The streaming answer method has the same features as the answer method with the following exceptions:

  • Streaming answer is supported only for English.

  • Only Gemini models can be used with streaming answer API. For example, you can't use a text-bison model. For a list of models, see Available models.

  • The number of rephrase steps is one. You can't disable rephrasing, nor can you change the maximum number of steps.

  • You can't get grounding scores for streaming answers, nor can you choose to return only well-grounded answers.

Stream an answer

The following command shows how to call the streaming answer method and return a generated answer in the form of a series of JSON responses. Typically, each response contains one sentence of the answer.

This basic command shows the required input only. The options are left at their defaults.

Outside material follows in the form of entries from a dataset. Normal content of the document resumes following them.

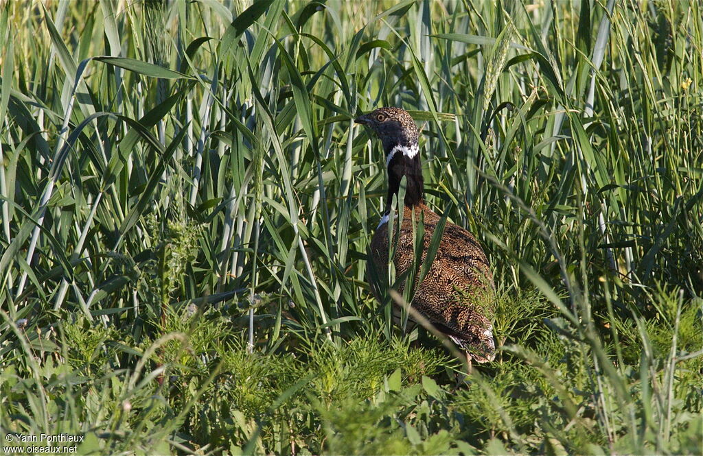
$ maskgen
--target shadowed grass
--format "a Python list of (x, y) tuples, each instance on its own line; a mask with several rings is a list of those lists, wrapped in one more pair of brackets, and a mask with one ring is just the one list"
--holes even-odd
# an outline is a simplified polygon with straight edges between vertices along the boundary
[[(0, 6), (2, 435), (700, 454), (701, 13)], [(427, 202), (498, 285), (502, 348), (458, 389), (370, 292), (385, 161), (351, 120), (380, 105), (418, 120)]]

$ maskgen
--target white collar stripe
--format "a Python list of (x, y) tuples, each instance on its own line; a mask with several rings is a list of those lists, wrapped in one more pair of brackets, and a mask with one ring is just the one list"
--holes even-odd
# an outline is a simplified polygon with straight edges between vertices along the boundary
[(386, 157), (387, 168), (388, 167), (388, 165), (390, 164), (391, 159), (396, 155), (396, 153), (399, 152), (402, 152), (404, 155), (405, 155), (408, 158), (413, 159), (415, 158), (415, 156), (418, 155), (418, 152), (420, 152), (420, 146), (418, 146), (417, 144), (413, 144), (411, 145), (409, 148), (405, 145), (402, 145), (401, 144), (399, 144), (398, 145), (395, 146), (394, 148), (391, 149), (390, 153), (388, 154), (388, 155)]

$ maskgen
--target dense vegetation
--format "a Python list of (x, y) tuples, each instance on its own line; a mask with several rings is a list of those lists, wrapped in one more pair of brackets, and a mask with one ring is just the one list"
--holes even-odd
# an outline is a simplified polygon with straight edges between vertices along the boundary
[[(699, 2), (0, 8), (2, 435), (701, 454)], [(380, 105), (494, 267), (501, 351), (458, 386), (370, 292)]]

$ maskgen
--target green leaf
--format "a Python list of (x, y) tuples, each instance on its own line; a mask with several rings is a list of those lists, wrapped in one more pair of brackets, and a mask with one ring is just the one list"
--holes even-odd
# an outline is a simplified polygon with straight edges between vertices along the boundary
[(98, 62), (103, 62), (103, 63), (107, 63), (108, 65), (111, 65), (112, 66), (124, 68), (124, 70), (129, 70), (129, 71), (133, 71), (135, 73), (139, 73), (140, 74), (143, 74), (144, 76), (148, 76), (150, 77), (160, 77), (166, 79), (195, 79), (192, 76), (183, 74), (183, 73), (177, 71), (169, 70), (168, 68), (165, 68), (157, 65), (154, 65), (153, 63), (137, 60), (134, 58), (128, 58), (127, 57), (110, 57), (109, 56), (102, 56), (99, 57), (93, 57), (93, 60)]

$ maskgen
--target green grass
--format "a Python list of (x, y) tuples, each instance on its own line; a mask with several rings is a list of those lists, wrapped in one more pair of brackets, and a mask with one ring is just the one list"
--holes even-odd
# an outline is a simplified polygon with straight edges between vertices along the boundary
[[(701, 454), (702, 17), (3, 4), (0, 435), (84, 435), (81, 454)], [(370, 293), (385, 161), (351, 120), (380, 105), (416, 115), (427, 203), (498, 284), (501, 351), (458, 389), (451, 353)]]

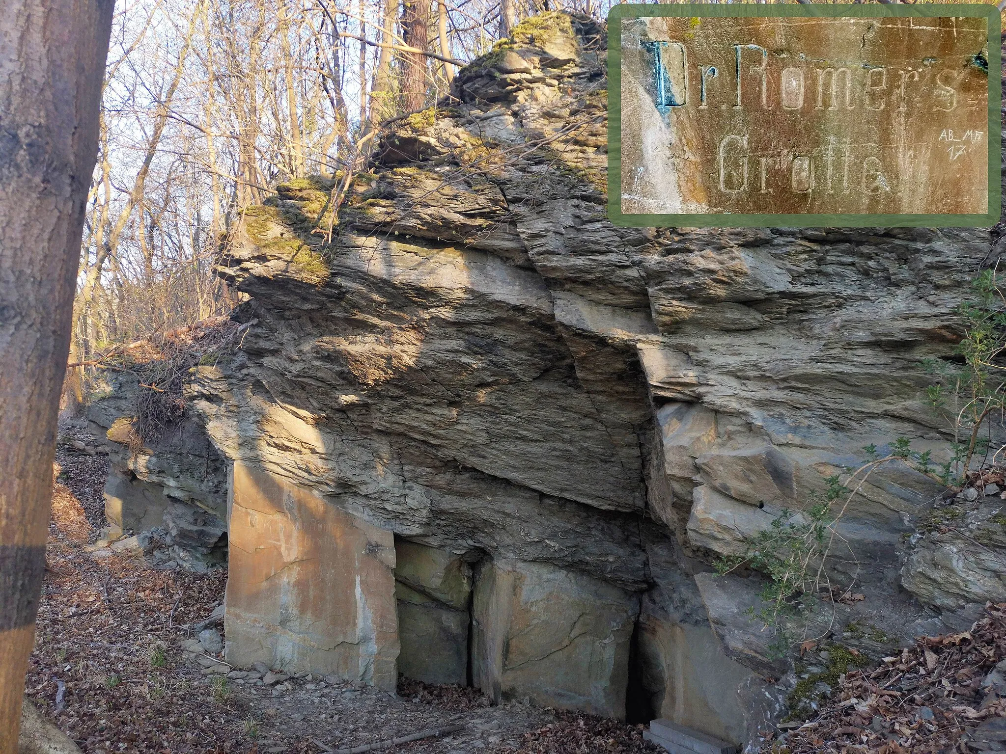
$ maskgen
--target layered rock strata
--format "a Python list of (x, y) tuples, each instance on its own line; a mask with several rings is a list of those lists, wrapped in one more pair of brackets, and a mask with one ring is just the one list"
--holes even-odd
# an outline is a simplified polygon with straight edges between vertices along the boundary
[(174, 418), (156, 439), (134, 425), (138, 380), (109, 384), (88, 408), (93, 430), (111, 440), (105, 486), (106, 534), (158, 535), (155, 565), (203, 571), (227, 560), (227, 466), (198, 415)]
[[(750, 741), (793, 664), (748, 614), (760, 577), (712, 563), (864, 445), (947, 452), (921, 362), (952, 357), (956, 309), (998, 254), (989, 232), (615, 227), (605, 56), (595, 22), (530, 19), (452, 100), (381, 135), (331, 243), (313, 232), (329, 179), (244, 212), (219, 272), (257, 322), (188, 399), (227, 462), (269, 480), (283, 536), (329, 522), (290, 536), (339, 571), (326, 599), (357, 617), (325, 612), (315, 566), (298, 575), (280, 529), (259, 539), (241, 513), (235, 658), (316, 668), (343, 642), (381, 658), (370, 676), (325, 665), (344, 678), (387, 686), (397, 653), (400, 672), (493, 699)], [(981, 596), (918, 586), (955, 567), (919, 554), (953, 543), (913, 537), (941, 492), (894, 464), (863, 485), (830, 573), (865, 598), (827, 616), (836, 639), (888, 652)], [(902, 579), (905, 560), (935, 565)]]

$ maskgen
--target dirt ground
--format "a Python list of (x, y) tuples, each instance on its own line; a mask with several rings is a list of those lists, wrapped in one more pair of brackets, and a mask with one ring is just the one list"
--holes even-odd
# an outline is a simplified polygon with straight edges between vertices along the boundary
[(398, 694), (389, 695), (310, 677), (272, 686), (228, 679), (204, 667), (218, 671), (221, 655), (186, 651), (194, 644), (193, 624), (220, 604), (225, 572), (153, 570), (140, 555), (89, 551), (105, 523), (108, 460), (60, 445), (55, 472), (26, 693), (88, 754), (341, 754), (457, 726), (460, 730), (382, 750), (662, 751), (642, 740), (642, 726), (519, 703), (493, 707), (472, 689), (402, 680)]

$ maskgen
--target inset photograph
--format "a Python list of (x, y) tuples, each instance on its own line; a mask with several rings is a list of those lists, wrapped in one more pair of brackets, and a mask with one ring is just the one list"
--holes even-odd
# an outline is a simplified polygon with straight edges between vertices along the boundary
[[(627, 7), (636, 14), (613, 11), (621, 18), (610, 25), (621, 75), (610, 92), (616, 221), (995, 223), (988, 40), (998, 19), (984, 8), (850, 17), (756, 6), (775, 14), (725, 17), (704, 15), (710, 6)], [(890, 10), (901, 9), (869, 8)]]

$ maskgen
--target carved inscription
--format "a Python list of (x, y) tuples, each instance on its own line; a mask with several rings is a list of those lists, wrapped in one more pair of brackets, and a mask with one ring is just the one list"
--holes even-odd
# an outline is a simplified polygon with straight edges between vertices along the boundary
[(985, 18), (622, 24), (623, 212), (987, 211)]

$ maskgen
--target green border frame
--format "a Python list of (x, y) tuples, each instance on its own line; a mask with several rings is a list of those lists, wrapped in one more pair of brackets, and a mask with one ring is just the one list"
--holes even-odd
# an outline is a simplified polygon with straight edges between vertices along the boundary
[[(622, 19), (690, 17), (939, 17), (988, 19), (989, 42), (989, 210), (987, 214), (623, 214), (622, 212)], [(991, 227), (1002, 202), (1002, 31), (995, 5), (615, 5), (608, 14), (608, 219), (626, 227)]]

For examples of other options, see Get answers and follow-ups. Some answer options aren't available for answer streaming; see the limitations on this page.

REST

To search and get results with a streamed generated answer, do the following:

  1. Run the following curl command:

    curl -X POST -H "Authorization: Bearer $(gcloud auth print-access-token)" \
      -H "Content-Type: application/json" \
      "https://discoveryengine.googleapis.com/v1/projects/PROJECT_ID/locations/global/collections/default_collection/engines/APP_ID/servingConfigs/default_search:streamAnswer" \
      -d '{
            "query": { "text": "QUERY"}
          }'
    

    Replace the following:

    • PROJECT_ID: the ID of your Google Cloud project.
    • APP_ID: the ID of the Vertex AI Search app that you want to query.
    • QUERY: a free-text string that contains the question or search query. For example, "Which database is faster, bigquery or spanner?".

Other examples

The basic command shown in Stream an answer is the simplest command with no options specified. However, you can apply the same options available with the answer method, with the exception of the limitations listed on this page.

Streaming answers can also used with follow-up sessions.